The term 'subfertility' may be preferable to infertility, as many of the bars to conception are relative rather than absolute and in about 30% of cases no cause is found.
People who are concerned about their fertility should be informed that over 80% of couples in the general population will conceive within one year if:
- the woman is aged under 40 years; and
- they do not use contraception; and
- they have regular sexual intercourse (every two to three days).
Of those who do not conceive in the first year, about half will do so in the second year (cumulative pregnancy rate over 90%).
Infertility may be due to problems with one or both partners. Natural female fertility declines with age and increasing maternal age is also associated with increased obstetric risks and risk of miscarriage. This should be noted by women who choose to delay their family.

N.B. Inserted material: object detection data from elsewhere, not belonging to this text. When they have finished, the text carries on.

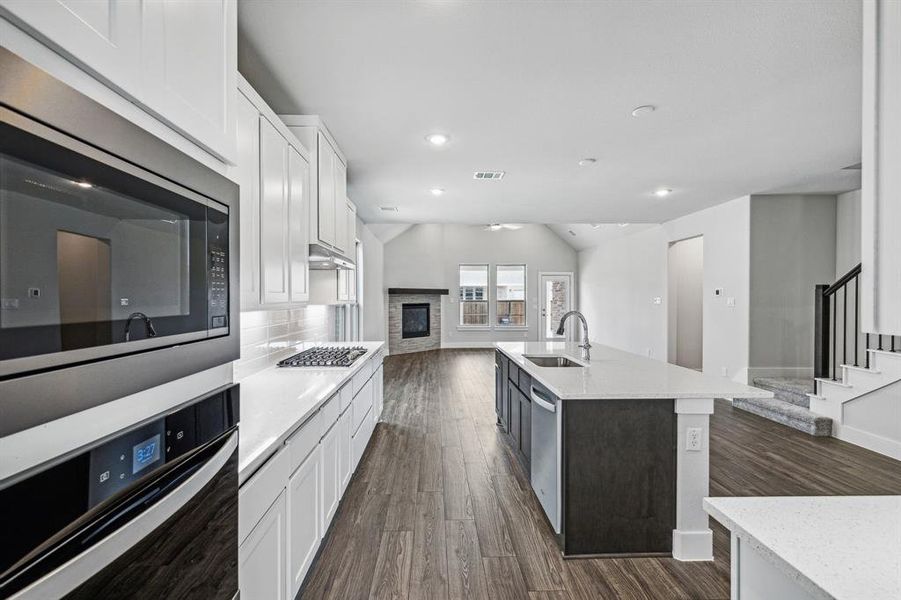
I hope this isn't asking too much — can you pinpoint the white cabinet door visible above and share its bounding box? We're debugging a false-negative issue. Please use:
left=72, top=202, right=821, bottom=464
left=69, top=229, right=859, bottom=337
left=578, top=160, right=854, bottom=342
left=0, top=0, right=142, bottom=98
left=140, top=0, right=238, bottom=162
left=236, top=94, right=260, bottom=310
left=334, top=162, right=350, bottom=256
left=317, top=132, right=338, bottom=246
left=319, top=423, right=341, bottom=536
left=338, top=404, right=354, bottom=495
left=288, top=146, right=310, bottom=302
left=238, top=490, right=288, bottom=600
left=260, top=117, right=291, bottom=304
left=288, top=446, right=322, bottom=598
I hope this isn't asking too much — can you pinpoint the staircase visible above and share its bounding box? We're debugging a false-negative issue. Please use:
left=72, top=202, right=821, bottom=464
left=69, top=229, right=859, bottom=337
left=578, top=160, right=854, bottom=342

Causes of female infertility
Disorders of ovulation
They may occur at the level of pituitary or hypothalamus as well as at the level of the ovary. If there is amenorrhoea it should be investigated as such and oligomenorrhoea along similar lines.
The World Health Organization (WHO) classifies ovulation disorders into three groups:
- Group I: hypothalamic pituitary failure (hypothalamic amenorrhoea or hypogonadotrophic hypogonadism).
- Group II: hypothalamic-pituitary-ovarian dysfunction (predominately polycystic ovarian syndrome).
- Group III: ovarian failure.
Women with WHO Group I ovulation disorders:
- Should be advised that they can improve their chance of regular ovulation, conception and an uncomplicated pregnancy by:
- Increasing their body weight if their BMI is <19.
- Moderating their exercise levels if they undertake high levels of exercise.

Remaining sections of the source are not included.